I love that Central Park is all-embracing whether you are a city dweller, a Californian west coaster or a bewildered overseas visitor. It is apathetic to religion, colour or sexual preference and it bears no grudge if you haven’t visited in a while, welcoming you whoever you are and how ever long it’s been. The park innocently stood by on 08 December 1980 as John Lennon was gunned down outside his home in the Dakota Apartments, adjacent to its Westside and subsequently the city commemorated his life, talents and memory by the landscaping of an area of the park previously frequently by John and Yoko as ‘Strawberry Fields’. In the centre of Strawberry Fields lies an iconic black and white mosaic with the inscription ‘Imagine’ created on it.

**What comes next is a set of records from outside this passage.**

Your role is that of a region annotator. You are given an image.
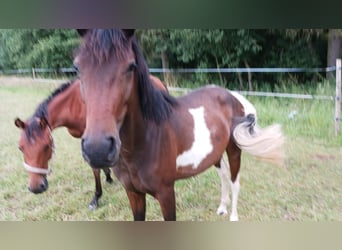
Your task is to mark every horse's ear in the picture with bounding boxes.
[77,29,88,37]
[122,29,135,38]
[14,118,26,129]
[39,117,48,129]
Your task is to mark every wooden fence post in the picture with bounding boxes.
[32,68,36,80]
[335,58,341,136]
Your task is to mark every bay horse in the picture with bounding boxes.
[14,75,168,210]
[74,29,284,221]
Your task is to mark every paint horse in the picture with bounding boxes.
[15,75,167,210]
[74,30,284,221]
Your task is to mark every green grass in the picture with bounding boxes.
[0,78,342,221]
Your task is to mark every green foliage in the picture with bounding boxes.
[0,29,334,86]
[0,29,79,69]
[0,77,342,223]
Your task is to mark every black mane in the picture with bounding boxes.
[78,29,130,65]
[78,29,177,124]
[132,39,177,124]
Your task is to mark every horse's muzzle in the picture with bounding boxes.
[81,136,119,168]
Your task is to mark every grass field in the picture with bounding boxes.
[0,78,342,221]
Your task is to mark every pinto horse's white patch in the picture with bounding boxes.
[176,106,213,168]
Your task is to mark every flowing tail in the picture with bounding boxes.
[233,114,285,165]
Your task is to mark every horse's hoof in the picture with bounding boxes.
[216,206,228,216]
[106,178,113,184]
[230,215,239,221]
[89,203,97,211]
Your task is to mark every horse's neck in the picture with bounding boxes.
[48,84,85,133]
[120,89,149,152]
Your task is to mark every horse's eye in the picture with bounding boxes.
[44,144,50,152]
[127,63,137,72]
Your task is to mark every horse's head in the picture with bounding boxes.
[74,30,137,168]
[14,117,53,194]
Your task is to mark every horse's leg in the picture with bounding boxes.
[156,185,176,221]
[126,190,146,221]
[215,155,230,215]
[89,168,102,210]
[102,168,113,184]
[227,140,241,221]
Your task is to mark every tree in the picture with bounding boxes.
[0,29,79,68]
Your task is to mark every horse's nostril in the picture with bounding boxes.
[107,136,116,161]
[108,136,115,152]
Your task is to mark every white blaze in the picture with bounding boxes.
[176,106,213,168]
[230,91,256,116]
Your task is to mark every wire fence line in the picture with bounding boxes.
[0,66,337,101]
[0,59,342,135]
[0,66,336,74]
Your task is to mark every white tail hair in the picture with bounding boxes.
[233,114,285,165]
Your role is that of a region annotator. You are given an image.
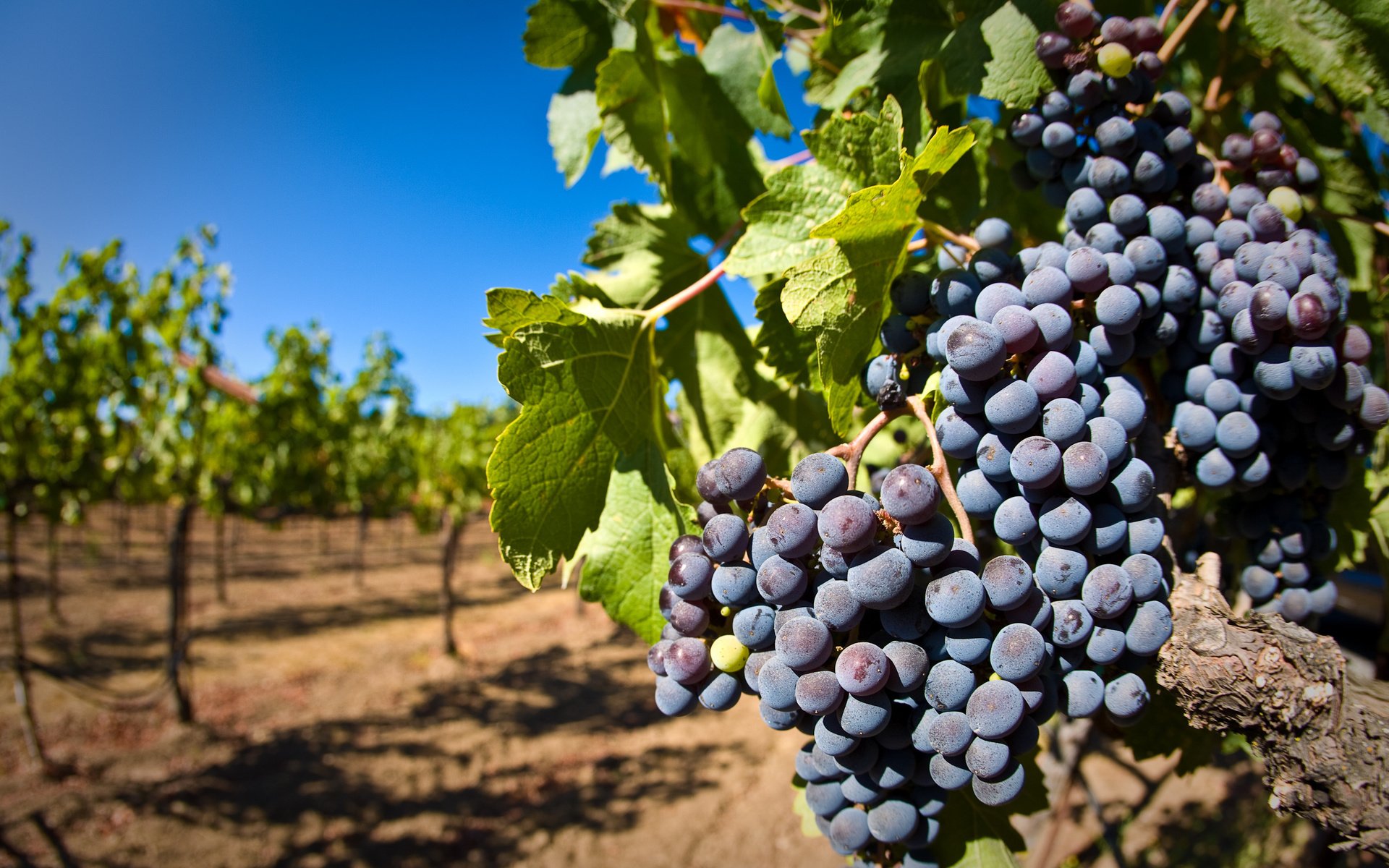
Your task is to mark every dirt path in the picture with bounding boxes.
[0,511,1350,868]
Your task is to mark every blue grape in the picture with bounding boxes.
[1049,600,1095,649]
[972,677,1031,739]
[882,464,940,525]
[1104,672,1149,720]
[714,446,767,500]
[1121,553,1163,600]
[993,497,1037,546]
[1081,564,1134,618]
[849,546,912,608]
[734,597,778,651]
[655,676,699,717]
[1095,118,1137,157]
[1008,436,1061,489]
[790,453,849,510]
[927,711,974,757]
[1013,350,1078,402]
[1061,669,1104,718]
[1035,546,1089,600]
[1032,302,1074,352]
[1108,453,1161,512]
[1085,621,1125,665]
[699,672,742,711]
[757,554,810,605]
[946,320,1006,380]
[1022,263,1072,308]
[1037,497,1092,546]
[1125,600,1172,657]
[989,624,1046,682]
[1061,441,1110,495]
[882,642,930,693]
[964,739,1013,779]
[815,714,859,757]
[704,515,747,563]
[835,642,892,696]
[925,569,985,628]
[868,799,919,844]
[666,553,714,600]
[767,503,820,558]
[778,618,835,669]
[839,693,892,739]
[828,808,872,856]
[925,657,975,712]
[980,554,1032,613]
[946,618,993,667]
[1089,151,1134,199]
[956,468,1004,516]
[811,495,878,554]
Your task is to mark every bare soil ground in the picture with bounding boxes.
[0,510,1372,868]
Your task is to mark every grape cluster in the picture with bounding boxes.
[1229,490,1336,624]
[1220,111,1321,198]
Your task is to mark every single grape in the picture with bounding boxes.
[790,453,849,510]
[1104,672,1149,720]
[811,495,879,554]
[714,446,767,500]
[989,624,1046,682]
[778,618,835,669]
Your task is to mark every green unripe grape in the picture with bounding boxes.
[1096,42,1134,78]
[708,636,750,672]
[1268,187,1303,222]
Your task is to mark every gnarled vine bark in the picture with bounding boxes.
[1157,553,1389,859]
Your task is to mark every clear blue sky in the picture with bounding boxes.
[0,0,808,408]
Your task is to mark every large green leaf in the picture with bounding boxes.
[522,0,611,69]
[486,289,660,590]
[546,90,603,186]
[700,24,791,139]
[569,441,694,643]
[723,164,851,276]
[583,203,708,307]
[1244,0,1389,123]
[598,48,671,187]
[782,128,974,438]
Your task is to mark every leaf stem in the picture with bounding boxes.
[1157,0,1211,64]
[646,265,723,325]
[825,407,907,485]
[907,394,974,546]
[921,219,980,252]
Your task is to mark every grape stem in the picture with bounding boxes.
[907,394,974,546]
[1157,0,1211,64]
[825,407,907,485]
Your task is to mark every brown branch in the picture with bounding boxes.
[825,407,907,485]
[1157,0,1211,64]
[174,350,260,404]
[1157,0,1181,30]
[1157,553,1389,859]
[907,394,974,546]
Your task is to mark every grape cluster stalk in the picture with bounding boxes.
[649,1,1389,868]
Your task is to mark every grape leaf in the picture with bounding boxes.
[566,441,694,643]
[522,0,613,69]
[782,128,974,438]
[545,90,603,187]
[802,95,906,189]
[700,24,791,139]
[723,165,849,276]
[598,48,671,189]
[930,797,1024,868]
[583,203,708,307]
[1244,0,1389,122]
[486,289,661,590]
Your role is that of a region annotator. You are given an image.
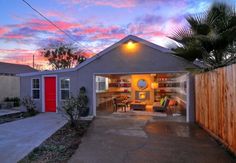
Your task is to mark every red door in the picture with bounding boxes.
[44,77,56,112]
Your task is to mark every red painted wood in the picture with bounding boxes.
[44,77,56,112]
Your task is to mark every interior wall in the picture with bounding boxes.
[131,74,154,104]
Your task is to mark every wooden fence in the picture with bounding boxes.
[195,64,236,155]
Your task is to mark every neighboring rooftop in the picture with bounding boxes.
[0,62,38,76]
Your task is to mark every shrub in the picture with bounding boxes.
[58,87,89,128]
[4,97,20,107]
[21,96,37,116]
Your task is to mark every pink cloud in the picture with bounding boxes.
[58,0,136,8]
[0,27,8,35]
[0,49,47,68]
[26,19,81,32]
[58,0,186,8]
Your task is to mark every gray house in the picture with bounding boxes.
[0,62,37,102]
[20,35,196,121]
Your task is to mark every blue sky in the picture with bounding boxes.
[0,0,235,69]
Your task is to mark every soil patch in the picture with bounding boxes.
[19,121,91,163]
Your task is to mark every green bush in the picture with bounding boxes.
[4,97,20,107]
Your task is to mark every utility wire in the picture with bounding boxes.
[22,0,94,53]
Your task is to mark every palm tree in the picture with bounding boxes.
[170,2,236,68]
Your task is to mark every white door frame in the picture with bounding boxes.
[42,75,58,113]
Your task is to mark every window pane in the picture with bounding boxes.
[33,79,39,88]
[61,79,70,89]
[98,82,106,91]
[61,90,70,100]
[33,90,40,99]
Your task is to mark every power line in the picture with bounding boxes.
[22,0,93,53]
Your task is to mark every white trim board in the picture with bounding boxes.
[18,35,197,77]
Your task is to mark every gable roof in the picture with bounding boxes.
[19,35,195,77]
[0,62,38,75]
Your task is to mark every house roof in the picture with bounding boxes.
[0,62,38,75]
[19,35,195,77]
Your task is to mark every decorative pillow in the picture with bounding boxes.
[169,100,177,106]
[160,98,165,106]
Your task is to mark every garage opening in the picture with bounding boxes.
[95,73,187,119]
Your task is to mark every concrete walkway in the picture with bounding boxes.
[69,115,236,163]
[0,109,20,117]
[0,113,66,163]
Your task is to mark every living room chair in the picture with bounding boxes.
[153,98,170,112]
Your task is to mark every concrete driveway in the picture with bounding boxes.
[69,115,236,163]
[0,113,66,163]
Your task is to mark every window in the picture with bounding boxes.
[60,78,70,100]
[32,79,40,99]
[96,76,108,92]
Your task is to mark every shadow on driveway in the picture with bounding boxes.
[70,115,236,163]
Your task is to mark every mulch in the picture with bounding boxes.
[20,121,91,163]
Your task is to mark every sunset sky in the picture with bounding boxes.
[0,0,235,69]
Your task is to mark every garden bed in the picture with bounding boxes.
[0,112,37,124]
[20,121,91,163]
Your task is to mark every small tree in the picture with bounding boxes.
[59,96,80,127]
[59,87,89,128]
[41,43,86,70]
[21,96,37,116]
[170,2,236,69]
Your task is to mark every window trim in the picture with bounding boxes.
[59,77,71,101]
[31,78,41,100]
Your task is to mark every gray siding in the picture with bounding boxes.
[21,43,194,114]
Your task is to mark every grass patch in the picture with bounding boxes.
[19,121,90,163]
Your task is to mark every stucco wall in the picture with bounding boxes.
[0,76,20,101]
[21,43,193,114]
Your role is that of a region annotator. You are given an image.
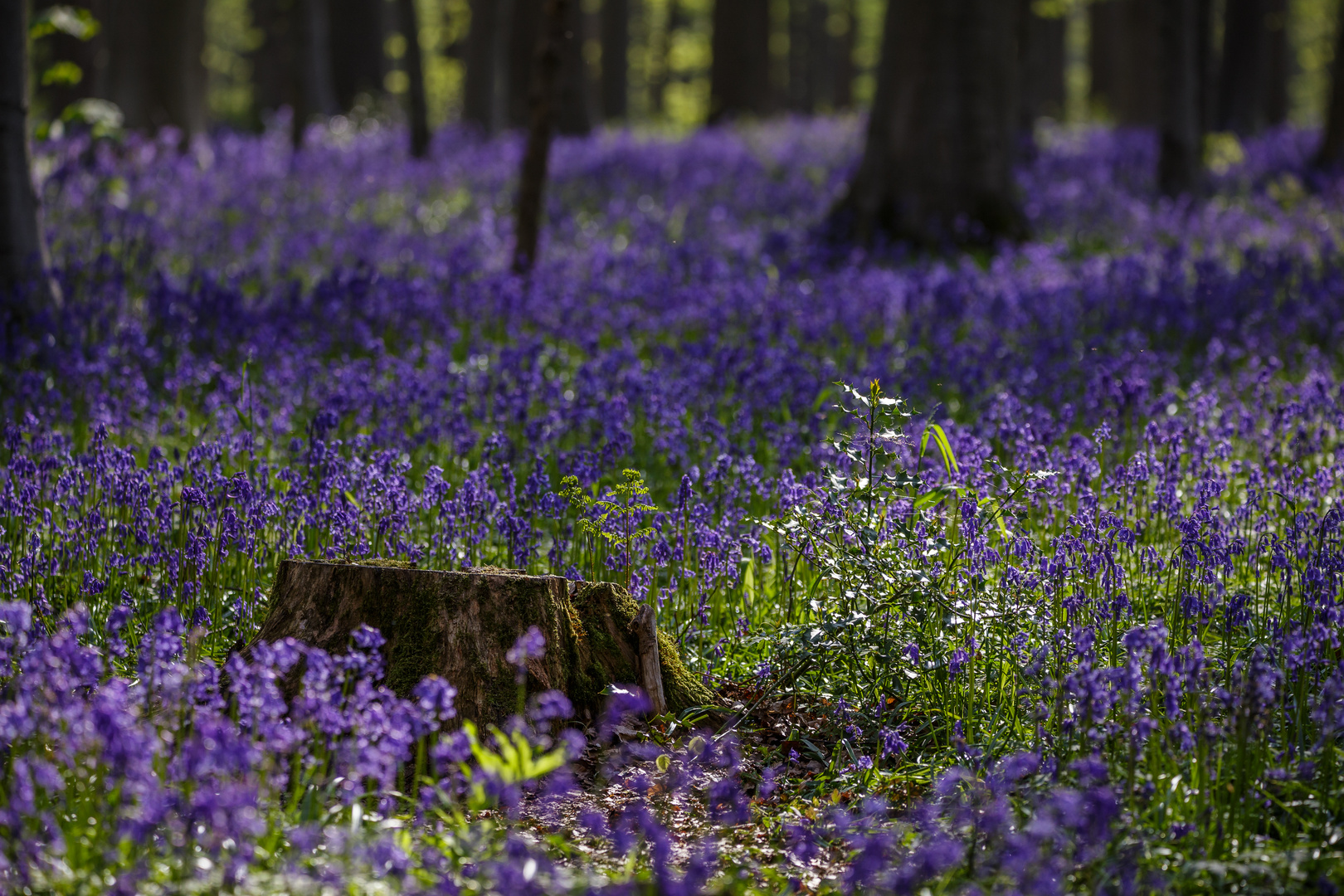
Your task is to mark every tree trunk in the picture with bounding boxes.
[397,0,429,158]
[830,0,1025,246]
[462,0,499,132]
[555,0,592,137]
[514,0,574,274]
[1214,0,1269,136]
[0,0,50,300]
[1019,0,1066,127]
[243,560,713,723]
[1157,0,1200,196]
[830,0,856,110]
[709,0,770,125]
[328,0,387,110]
[1088,0,1166,128]
[601,0,631,121]
[1261,0,1292,128]
[1316,0,1344,169]
[1195,0,1218,133]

On the anniversary of John Lennon’s birth, 9th October, and also his death, visitors and fans from all around the world flock to Strawberry Fields to pay homage to this Beatles’ legacy. On my last visit I happened upon a Lennon looking (complete with round specs!) chap strumming a guitar and singing ‘Imagine’ while onlookers threw flowers on the mosaic and joined in the song. Cheesy it may have been but I couldn’t help but feeling ever so slightly moved by the diverse array of nationalities and ages all unified in one man’s song for a world peace.
Many of New York’s other delightful places to visit are located within Central Park; the Children’s Zoo, the Wollman Ice Rink, the Boat House, Lake and The Ramble. It has meadows, fields, ball parks, gardens, play grounds, lawns and sanctuaries. It has something for everyone at every time of the year, is full of historical anecdotes and plays host to all who sail in her.
My personal gemstone of Central Park is the Alice in Wonderland statue. She stands eleven feet tall in bronze and is accompanied by The Mad Hatter, White Rabbit, Chesire Cat and her other peculiar friends. Alice was commissioned in 1959 by philanthropist George Delacourt in dedication to his wife, Margarite Delacourt; ‘who loved all children’ so that youngsters could experience the classic Lewis Carroll story for themselves. They are encouraged to touch and climb the beguiling sculpture and indeed decades of such playful activity have caused much of the surface to become smooth and shiny which makes Alice sparkle in the sun and glisten in the rain. ‘Twinkle Twinkle little bat, how I wonder what you’re at, up above the world you fly, like a tea tray in the sky’ !
Central Park is just delightful. She can be idyllic and hectic all at the same time. She is whatever you want her to be whenever you want to be there. When in New York you just have to grace her with your presence, at least once, and please….don’t just get in the horse and carriage and do a small circle loop of one very tiny section of the park. Take off and explore, discover your Central Park.